45. On this controversy, three-fold contentions have been raised under either head. As to the nature of the notice, it has been urged (1) that it is a notice to quit in lieu of the notice under Section 106 of the Transfer of Property Act, (2) that it is a notice of suit, distinct and different from a notice to quit, and (3) that it is a combined notice for both the above purposes, or, in other words, that it combines in itself the elements of both the above notices, it being, at the same time, a notice of suit and a notice to quit, thus obviating the necessity of a notice to quit under Section 106 of the Transfer of Property Act, and, to that extent, being in lieu of that notice, with the additional element of a notice of suit. As to the contents of the notice, which will, of course, depend inter alia on its nature, as aforesaid, a further dispute arises, namely, whether it should contain the ground or grounds, on which the notice -- be it a notice to quit or a notice of suit or both -- is given, and, on which, the relative suit or proceeding is intended to be brought. On this further aspect, too, three contentions have been raised, namely, (1) that the ground or grounds ought to be mentioned or indicated in the notice, (2) that no such mentioning or indication is necessary and (3) that no reference to any specific ground or grounds would be necessary, but it will be enough if it appears from the notice that recovery of possession was being claimed on a ground or grounds, as aforesaid, there being just a general statement or averment therein to that effect.

46. In my view, the section, though not explicit on the point, leads, textually and on a reasonable construction, to only one answer, namely, that the notice under it is a notice of suit and should contain the relevant ground or grounds under Sub-section (i), on which the suit or proceeding in question is intended to be brought.

47. The notice is to be given by the landlord to the tenant. The notice is necessary forthe filing of the suit or proceeding, referred to inthe section. The statute fixes the period of the notice at 'one month expiring with a month of the tenancy'. It does not, however, expressly say anything as to what else this notice should contain. That has to be ascertained from necessary implication.

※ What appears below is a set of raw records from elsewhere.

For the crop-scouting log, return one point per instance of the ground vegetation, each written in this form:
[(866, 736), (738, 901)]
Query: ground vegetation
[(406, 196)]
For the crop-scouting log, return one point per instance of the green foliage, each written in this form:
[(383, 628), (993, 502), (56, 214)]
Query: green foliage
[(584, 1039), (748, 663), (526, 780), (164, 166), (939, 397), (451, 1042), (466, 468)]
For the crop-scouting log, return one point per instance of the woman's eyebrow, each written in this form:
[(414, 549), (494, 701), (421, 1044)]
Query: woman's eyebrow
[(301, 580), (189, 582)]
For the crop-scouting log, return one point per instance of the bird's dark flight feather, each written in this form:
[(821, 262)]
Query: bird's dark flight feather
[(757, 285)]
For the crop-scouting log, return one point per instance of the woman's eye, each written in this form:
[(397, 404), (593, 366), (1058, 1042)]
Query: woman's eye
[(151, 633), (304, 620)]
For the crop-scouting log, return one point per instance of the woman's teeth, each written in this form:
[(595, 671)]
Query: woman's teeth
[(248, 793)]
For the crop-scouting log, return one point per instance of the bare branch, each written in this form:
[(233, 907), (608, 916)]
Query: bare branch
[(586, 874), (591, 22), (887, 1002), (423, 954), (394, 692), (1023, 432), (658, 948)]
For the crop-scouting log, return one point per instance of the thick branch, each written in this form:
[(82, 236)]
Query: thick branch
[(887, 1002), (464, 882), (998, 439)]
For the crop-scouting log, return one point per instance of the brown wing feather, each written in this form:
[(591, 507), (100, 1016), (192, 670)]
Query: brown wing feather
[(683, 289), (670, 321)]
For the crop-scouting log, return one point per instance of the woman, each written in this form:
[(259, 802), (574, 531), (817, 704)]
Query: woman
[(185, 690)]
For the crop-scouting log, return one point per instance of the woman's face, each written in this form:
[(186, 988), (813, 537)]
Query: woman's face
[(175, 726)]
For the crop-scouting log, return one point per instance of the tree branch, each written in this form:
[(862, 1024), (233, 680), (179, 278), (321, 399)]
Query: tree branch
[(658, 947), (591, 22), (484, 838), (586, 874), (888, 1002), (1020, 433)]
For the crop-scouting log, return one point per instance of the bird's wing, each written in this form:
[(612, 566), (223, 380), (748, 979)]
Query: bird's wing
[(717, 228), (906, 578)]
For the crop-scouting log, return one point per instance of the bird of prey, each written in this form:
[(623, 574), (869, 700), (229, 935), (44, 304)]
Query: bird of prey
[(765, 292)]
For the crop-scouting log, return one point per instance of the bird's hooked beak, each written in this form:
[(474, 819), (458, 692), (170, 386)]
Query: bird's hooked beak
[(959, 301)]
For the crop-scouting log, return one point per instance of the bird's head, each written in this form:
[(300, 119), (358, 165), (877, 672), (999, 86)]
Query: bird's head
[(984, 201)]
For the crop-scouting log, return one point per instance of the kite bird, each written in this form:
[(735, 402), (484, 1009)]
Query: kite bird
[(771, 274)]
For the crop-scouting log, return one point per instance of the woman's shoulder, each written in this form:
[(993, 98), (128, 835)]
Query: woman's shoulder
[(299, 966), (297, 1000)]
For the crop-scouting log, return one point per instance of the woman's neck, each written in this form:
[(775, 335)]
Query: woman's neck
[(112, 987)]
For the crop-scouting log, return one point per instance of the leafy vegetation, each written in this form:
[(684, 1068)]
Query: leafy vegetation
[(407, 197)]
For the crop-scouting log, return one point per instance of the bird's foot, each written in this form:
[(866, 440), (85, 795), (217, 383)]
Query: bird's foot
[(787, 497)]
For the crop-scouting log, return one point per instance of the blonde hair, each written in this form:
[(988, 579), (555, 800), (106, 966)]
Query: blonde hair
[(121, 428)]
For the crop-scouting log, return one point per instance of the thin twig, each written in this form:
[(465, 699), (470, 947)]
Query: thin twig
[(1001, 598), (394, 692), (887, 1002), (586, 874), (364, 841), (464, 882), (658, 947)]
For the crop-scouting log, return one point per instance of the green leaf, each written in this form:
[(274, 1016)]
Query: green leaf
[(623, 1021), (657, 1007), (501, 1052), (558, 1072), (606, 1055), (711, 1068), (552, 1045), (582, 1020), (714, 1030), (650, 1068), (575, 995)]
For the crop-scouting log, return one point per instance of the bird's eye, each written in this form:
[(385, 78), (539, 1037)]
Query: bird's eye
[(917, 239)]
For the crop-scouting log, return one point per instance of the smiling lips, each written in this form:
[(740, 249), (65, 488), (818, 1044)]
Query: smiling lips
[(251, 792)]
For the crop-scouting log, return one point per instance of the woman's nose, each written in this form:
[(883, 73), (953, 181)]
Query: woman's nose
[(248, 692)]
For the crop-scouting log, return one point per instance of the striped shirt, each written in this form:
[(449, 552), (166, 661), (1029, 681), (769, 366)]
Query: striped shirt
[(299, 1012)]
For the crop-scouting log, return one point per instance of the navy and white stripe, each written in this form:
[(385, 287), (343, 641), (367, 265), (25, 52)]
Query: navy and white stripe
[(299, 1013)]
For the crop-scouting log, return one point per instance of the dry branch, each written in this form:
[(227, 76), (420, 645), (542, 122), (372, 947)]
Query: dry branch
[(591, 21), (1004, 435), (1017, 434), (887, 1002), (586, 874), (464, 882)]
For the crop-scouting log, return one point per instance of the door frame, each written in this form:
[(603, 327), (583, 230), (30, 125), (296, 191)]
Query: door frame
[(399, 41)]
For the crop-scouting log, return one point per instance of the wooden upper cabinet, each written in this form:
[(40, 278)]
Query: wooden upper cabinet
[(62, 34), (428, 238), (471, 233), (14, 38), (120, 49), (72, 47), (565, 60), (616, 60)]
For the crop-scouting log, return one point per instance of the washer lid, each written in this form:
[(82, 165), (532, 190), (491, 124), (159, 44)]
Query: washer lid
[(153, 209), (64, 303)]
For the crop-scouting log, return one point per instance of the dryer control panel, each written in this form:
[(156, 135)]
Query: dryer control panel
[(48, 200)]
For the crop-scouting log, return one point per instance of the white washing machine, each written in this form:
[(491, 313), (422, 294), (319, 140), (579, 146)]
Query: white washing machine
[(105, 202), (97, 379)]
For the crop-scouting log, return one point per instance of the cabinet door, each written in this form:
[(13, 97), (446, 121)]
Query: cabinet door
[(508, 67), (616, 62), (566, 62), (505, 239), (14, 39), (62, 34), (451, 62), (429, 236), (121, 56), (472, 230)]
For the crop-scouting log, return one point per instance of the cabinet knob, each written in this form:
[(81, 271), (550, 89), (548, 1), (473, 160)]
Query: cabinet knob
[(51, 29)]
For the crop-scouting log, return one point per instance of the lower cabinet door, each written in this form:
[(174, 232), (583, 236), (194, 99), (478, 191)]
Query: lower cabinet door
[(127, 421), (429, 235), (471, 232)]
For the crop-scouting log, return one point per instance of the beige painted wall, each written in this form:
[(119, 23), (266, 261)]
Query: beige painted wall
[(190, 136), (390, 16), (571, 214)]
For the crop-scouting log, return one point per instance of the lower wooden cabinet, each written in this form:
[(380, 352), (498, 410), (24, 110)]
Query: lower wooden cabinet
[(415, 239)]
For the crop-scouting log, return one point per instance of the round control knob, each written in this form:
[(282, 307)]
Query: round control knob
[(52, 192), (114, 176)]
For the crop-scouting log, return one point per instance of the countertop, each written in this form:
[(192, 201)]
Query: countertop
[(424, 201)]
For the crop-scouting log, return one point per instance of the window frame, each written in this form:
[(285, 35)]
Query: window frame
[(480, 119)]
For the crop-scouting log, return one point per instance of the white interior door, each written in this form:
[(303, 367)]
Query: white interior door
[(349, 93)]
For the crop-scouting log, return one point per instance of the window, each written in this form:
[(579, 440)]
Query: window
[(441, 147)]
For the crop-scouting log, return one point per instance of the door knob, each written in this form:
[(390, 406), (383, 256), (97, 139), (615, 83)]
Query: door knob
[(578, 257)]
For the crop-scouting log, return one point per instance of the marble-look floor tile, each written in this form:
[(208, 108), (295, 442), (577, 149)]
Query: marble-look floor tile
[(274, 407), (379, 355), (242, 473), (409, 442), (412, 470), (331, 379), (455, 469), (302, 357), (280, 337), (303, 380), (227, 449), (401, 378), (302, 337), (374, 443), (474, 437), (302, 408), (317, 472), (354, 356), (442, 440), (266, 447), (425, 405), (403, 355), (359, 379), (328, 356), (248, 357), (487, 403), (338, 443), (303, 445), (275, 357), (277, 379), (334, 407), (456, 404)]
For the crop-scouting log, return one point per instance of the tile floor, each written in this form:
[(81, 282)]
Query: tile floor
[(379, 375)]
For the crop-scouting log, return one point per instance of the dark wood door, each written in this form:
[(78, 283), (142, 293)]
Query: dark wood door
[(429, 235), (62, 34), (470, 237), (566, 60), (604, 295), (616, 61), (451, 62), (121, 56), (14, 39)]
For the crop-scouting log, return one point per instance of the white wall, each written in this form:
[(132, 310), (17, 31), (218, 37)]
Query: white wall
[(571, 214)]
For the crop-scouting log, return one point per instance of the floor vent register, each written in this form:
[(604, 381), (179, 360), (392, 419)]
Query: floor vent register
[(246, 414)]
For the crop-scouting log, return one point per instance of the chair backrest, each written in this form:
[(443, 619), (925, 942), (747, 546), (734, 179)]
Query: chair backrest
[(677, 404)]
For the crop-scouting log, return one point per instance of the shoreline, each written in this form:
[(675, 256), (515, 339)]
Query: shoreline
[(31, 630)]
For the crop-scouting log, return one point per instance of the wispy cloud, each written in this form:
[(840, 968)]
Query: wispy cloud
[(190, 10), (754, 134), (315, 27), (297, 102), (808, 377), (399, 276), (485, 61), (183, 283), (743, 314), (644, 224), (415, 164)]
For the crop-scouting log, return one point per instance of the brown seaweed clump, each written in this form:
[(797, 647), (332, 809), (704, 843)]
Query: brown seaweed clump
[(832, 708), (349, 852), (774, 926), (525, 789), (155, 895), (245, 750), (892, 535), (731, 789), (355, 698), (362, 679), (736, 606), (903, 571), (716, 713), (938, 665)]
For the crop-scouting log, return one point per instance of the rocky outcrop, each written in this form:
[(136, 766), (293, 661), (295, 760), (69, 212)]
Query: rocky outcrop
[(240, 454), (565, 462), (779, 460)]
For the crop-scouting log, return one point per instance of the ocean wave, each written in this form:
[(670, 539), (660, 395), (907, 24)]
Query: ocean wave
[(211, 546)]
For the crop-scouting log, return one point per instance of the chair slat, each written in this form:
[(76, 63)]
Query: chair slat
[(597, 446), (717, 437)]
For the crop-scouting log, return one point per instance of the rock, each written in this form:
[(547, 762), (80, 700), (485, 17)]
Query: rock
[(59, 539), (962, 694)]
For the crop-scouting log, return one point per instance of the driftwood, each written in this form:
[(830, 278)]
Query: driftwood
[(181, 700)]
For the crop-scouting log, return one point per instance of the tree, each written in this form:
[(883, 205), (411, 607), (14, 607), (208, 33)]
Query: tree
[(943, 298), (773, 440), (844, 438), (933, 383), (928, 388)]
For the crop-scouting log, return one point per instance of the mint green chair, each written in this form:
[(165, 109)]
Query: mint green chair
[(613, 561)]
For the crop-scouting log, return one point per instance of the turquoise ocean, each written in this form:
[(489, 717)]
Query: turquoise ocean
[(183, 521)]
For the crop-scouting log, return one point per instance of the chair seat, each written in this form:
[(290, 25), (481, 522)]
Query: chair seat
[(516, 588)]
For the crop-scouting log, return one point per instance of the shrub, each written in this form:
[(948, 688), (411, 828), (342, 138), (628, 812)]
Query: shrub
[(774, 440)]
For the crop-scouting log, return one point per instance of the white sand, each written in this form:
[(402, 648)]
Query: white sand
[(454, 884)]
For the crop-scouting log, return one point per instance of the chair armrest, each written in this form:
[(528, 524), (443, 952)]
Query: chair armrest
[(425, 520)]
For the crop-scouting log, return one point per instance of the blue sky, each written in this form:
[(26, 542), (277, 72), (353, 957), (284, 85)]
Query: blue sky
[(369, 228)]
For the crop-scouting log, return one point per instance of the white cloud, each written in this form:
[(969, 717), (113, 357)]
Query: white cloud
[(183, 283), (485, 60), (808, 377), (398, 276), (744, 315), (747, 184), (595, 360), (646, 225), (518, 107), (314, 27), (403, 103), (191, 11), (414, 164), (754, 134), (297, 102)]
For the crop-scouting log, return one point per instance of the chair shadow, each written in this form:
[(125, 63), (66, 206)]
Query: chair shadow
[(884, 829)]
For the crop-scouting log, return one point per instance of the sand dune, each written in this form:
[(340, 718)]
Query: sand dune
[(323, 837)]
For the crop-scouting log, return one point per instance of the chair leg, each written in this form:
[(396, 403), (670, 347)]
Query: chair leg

48. The section (Section 13 (6)), as its language shows, requires the landlord, (intending to file a suit or proceeding for the recovery of possession of any premises on any of the grounds, mentioned in Section 13 (1), except those, mentioned in its Clauses (j) and (k) to give to the tenant one month's notice, expiring with a month of the tenancy, and the natural and plain meaning of the sub-section is that the landlord must give to the tenant notice of his intention to file a suit or proceeding for the recovery of possession of the premises in question on any of the grounds, mentioned above. In other words, the plain meaning of Section 13 (6) is that the landlord must give to the tenant notice of his (landlord's) intention, to file a suit or proceeding for recovery of possession of the premises on any of the said grounds, which suggests and implies mentioning of the same in the notice in question. That, of course, does not mean that this notice cannot be combined with the notice to quit under Section 106 of the Transfer of Property Act, if that notice be otherwise necessary, that is, for terminating the tenancy, but, so far as the notice under Section 13 (6) is concerned, it is a notice of suit, that is, of the intended suit or proceeding for ejectment on the relevant ground or grounds under Section 13(1) and should, therefore, mention or contain such grounds.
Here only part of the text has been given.